Whether you’re an OFW yourself who has gotten used to living abroad or a loved one back home, there are ways you can help new OFWs adjust to living and working abroad. Here are some tips.

If you’re also an OFW…

Be kind.
It’s a universal rule, but perhaps even more important when interacting with someone who has just arrived and is trying to adjust to living and working abroad. You’ve been there: overwhelmed by unfamiliar surroundings, anxious about fitting in, and unacquainted with local customs. Let them know you’re here for any questions they may have about their new city. Go out of their way to ask them how they are and how you can help.

Be their guide.
From where to score the best deals on Filipino food to the fastest route to work, show them the ins and outs of their new home. You remember how hard it was to figure out the subway system, right? And how happy you were when you finally found your favorite chichirya in that Asian store? Spread the happiness by helping the newbies out.

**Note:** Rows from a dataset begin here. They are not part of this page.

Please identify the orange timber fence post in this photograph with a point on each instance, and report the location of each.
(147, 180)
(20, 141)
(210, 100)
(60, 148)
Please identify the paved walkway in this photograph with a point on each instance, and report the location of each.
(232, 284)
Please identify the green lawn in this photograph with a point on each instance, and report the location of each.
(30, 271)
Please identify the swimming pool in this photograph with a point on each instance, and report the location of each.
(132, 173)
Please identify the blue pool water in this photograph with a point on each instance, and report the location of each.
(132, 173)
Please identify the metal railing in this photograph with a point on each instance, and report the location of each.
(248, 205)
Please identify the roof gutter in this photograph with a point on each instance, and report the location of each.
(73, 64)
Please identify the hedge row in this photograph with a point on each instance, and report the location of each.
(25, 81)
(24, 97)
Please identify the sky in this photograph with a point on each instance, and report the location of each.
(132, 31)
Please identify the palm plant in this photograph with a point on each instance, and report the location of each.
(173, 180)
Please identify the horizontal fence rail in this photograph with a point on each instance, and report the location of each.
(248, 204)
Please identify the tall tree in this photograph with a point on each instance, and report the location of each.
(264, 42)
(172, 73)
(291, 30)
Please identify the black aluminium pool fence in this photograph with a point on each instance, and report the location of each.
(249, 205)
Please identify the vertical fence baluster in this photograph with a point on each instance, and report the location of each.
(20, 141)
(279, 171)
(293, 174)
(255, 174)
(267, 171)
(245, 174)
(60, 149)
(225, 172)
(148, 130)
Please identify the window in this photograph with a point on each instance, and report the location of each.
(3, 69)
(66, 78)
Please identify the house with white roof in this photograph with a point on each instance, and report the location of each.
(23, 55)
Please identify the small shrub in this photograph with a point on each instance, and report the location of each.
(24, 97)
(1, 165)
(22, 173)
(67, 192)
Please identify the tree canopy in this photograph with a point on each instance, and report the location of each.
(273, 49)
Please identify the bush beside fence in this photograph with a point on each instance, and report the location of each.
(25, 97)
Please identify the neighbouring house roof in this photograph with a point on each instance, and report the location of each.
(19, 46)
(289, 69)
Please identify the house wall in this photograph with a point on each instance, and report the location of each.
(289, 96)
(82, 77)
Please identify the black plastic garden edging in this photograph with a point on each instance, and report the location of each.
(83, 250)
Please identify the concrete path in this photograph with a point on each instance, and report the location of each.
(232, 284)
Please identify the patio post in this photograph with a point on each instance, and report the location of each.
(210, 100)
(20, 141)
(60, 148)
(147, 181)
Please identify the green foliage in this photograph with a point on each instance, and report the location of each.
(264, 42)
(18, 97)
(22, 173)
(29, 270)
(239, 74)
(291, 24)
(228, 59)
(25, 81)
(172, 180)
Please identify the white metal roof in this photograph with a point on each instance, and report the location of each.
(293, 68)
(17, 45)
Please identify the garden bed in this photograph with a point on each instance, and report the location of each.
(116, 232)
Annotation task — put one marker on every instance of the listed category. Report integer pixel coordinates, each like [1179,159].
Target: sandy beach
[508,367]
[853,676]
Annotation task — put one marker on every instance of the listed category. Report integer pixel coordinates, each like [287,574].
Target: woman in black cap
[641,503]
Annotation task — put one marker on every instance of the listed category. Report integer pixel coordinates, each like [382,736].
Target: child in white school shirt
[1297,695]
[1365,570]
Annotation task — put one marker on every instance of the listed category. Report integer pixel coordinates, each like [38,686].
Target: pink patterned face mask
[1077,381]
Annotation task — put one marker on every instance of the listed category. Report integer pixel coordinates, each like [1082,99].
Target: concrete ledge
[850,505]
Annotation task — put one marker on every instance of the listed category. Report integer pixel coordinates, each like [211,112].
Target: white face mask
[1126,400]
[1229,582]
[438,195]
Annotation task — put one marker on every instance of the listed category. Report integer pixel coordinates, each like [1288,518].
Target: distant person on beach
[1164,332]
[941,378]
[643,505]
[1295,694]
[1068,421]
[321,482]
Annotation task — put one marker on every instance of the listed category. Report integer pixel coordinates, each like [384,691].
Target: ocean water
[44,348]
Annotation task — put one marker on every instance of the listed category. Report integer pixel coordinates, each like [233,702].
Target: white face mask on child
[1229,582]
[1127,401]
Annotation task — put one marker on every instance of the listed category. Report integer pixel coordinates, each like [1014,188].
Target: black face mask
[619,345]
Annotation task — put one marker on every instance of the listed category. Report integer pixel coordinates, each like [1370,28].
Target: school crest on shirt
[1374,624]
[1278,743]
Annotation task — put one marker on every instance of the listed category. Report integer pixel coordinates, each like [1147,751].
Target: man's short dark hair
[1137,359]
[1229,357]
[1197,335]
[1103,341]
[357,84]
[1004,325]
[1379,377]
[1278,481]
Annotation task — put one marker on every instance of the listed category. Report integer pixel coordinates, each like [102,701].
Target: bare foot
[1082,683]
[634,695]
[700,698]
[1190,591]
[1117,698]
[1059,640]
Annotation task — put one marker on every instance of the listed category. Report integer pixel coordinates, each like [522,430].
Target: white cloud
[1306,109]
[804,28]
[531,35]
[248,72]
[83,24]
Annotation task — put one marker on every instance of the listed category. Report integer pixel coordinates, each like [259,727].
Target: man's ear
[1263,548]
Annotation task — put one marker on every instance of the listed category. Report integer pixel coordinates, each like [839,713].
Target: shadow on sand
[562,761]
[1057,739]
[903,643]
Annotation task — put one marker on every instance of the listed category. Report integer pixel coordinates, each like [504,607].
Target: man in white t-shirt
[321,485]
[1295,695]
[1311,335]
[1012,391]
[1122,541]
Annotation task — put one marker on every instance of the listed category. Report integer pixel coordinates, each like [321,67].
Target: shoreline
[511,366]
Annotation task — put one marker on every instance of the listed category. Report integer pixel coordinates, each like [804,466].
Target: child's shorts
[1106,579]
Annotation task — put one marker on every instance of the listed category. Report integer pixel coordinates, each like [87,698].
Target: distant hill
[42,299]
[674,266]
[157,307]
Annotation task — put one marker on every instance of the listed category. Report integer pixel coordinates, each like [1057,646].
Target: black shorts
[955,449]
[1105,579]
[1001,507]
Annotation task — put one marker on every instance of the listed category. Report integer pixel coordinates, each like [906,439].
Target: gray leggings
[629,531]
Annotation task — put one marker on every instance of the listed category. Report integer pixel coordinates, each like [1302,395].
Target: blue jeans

Introduce them to new things and people.
Take them out for lunch at a restaurant that serves local cuisine, so they can share a new experience with someone. Find out their interests and hobbies so you can direct them to clubs or groups. Help them gather their own little tribe by introducing them to locals or other OFWs whom you think they would click with.

Have their backs.
With everything and everyone around them so shiny and new, they might have a hard time spotting possible scams or dubious persons. This is where your hard-earned experience comes in. If they’re having issues with their employer or experiencing discrimination at work, urge them to go to the proper authorities. Reporting these incidents helps protect present and future OFWs.


If you’re a loved one back home… 

Set up their digital tools before they leave.
These days, there are so many ways to keep in touch, so take advantage. Help them open an email account. If they don’t have them already, install messaging apps and video call apps on their smartphones, and show them how to use them.

Communicate with them regularly.
Set a daily schedule for calls. Whether it’s right before they leave for work or right before they go to bed, they’ll have something to look forward to. Tell them what’s going on back home. What happened at work? What did the kids do at school today? Where did you go for the weekend? Give them updates on life back home, from the trivial to the meaningful. It will help close the distance between you. Ask them what they’ve been up to, and how they feel. Make it clear that whether it’s been a good or bad day, you want to hear about it. Help them let off steam, unwind after a long day, or share their achievements.

Keep them involved.
Even if they’re far away, ask their advice about any issues or needs at home. Remember, they’re quite isolated right now: Help them battle the loneliness by keeping them involved—and busy! Asking them to help you choose a new appliance or an extracurricular activity for your youngest will give them something to focus on.

Send them care packages.
Fill a box with what—and who—they love. Print photos of friends and family that they can display in their homes and workstations. Send pre-mixed sauces or soup bases for a taste of home: garlicky-salty adobo, salty-sweet kare-kare, and the just-right sourness of sinigang. Carefully pack a few bottles of banana ketchup, throw in several boxes of the local chocolates of their childhood and bags of their favorite chips. Give them tuyo and bagoong, taba ng talangka and corned beef. That care package will be like a big, warm hug from across the seas.

Last 2018, 2.3 million Filipinos left their homes to work abroad. Whatever their reason— to find a more financially rewarding job or a longing for adventure—being an OFW means adjusting to life in a different country. Let’s do all that we can to make that transition a smoother one for them.